Charles Wuorinen

Composer

Biography:

Born on June 9, 1938 into a highly educated, culturally active, Finnish-born New York family, Charles Wuorinen began composing at the age of five and won the 1954 New York Philharmonic's Young Composer Award at the age of sixteen. He enjoyed a varied education as a musician on the piano and organ, in conducting and choral singing. Edgard Varèse and Jacques Barzun were among his main patrons. To a certain extent, Wuorinen merged ideas from Igor Stravinsky and Arnold Schönberg, according to his own admission, took over from Varèse the will to constantly expand resources and to overcome all conventional obstacles, mainly formal ideas from Elliott Carter, from Stefan Wolpe some very specific peculiarities and appropriated by Milton Babbitt whose ideas on harmonics. In Babbitt he admires the "an enormously important musical thinker and a great composer" who had a profound influence on him when he was young - particularly on the twelve-tone theory.

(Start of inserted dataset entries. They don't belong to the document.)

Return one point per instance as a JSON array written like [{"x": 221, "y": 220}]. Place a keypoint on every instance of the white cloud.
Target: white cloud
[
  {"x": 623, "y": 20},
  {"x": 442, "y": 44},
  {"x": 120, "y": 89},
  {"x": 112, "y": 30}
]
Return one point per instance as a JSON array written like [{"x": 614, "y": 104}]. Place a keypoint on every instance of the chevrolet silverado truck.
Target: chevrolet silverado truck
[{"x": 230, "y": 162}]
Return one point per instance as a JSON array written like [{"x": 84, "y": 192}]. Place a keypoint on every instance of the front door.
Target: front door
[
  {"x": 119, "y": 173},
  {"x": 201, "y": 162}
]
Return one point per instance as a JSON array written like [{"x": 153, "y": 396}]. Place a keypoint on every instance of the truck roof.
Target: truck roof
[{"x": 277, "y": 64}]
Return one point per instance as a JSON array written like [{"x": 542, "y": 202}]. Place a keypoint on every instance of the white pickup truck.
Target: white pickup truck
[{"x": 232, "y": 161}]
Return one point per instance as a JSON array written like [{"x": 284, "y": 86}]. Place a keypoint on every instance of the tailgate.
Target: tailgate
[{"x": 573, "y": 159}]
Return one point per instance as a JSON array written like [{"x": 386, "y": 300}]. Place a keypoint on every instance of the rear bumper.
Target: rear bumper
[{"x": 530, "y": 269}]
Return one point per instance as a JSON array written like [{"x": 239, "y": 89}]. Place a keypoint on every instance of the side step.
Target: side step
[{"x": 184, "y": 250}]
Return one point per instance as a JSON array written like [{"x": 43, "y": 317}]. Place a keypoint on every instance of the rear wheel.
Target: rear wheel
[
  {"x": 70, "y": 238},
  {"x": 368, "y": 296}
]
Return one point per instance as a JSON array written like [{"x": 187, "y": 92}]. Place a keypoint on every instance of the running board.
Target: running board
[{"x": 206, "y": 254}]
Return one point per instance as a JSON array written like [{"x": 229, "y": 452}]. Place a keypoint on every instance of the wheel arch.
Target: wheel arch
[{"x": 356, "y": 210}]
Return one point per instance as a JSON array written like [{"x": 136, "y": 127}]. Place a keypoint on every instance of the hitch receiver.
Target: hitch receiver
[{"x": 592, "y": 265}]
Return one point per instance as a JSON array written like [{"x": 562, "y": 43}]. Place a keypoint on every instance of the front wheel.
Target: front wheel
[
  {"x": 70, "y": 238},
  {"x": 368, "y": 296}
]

In 1962 he founded the pioneering »Group for Contemporary Music« together with Harvey Sollberger and Nicolas Roussakis. He continued to work extensively as a composer, pianist, conductor and professor of composition at various universities, and his 1979 textbook Simple Composition is now used by students around the world. In 1970, Wuorinen was the youngest composer to win the Pulitzer Prize for his electronic composition Time's Encomium, although it should be mentioned that electronic music actually plays a supporting role in his work. In the 1970s he found additional inspiration in the groundbreaking findings of the French chaos researcher Benoît Mandelbrot, with whom he became friends. He is still fascinated by the inexhaustible wealth of self-similarity structures in nature and their creative analogy in artistic work. After Stravinsky had sought some advice from him during his dodecaphonic stylistic phase, Wuorinen received permission from Stravinsky's widow in 1975 to process the master's last sketches, which happened in 1975 in A Reliquary for Igor Stravinsky. As a stage composer he has worked with writers such as Salman Rushdie and Annie Proulx. The particularly committed musical pioneers of his music include the pianists Peter Serkin, Garrick Ohlsson and Ursula Oppens, the violinist Paul Zukofsky, the cellist Fred Sherry, the Brentano String Quartet and the conductors Michael Tilson Thomas, James Levine, Herbert Blomstedt and Oliver Knussen .

Wuorinen is not actually a serial composer, because the main characteristic of so-called serialism is that the regulating criteria are also applied to parameters other than melody and harmony, i.e. to rhythm and non-structurable parameters such as dynamics, tempo and timbre. Rather, Wuorinen is a classical twelve-tone composer through and through, and in that a kind of “maximalist” – he has internalized the language with the tone rows so much that it has become second nature to him. Within this, he is aware of the relationship between discipline and freedom, and the irregularities are an expression of the spontaneous element of the creative process.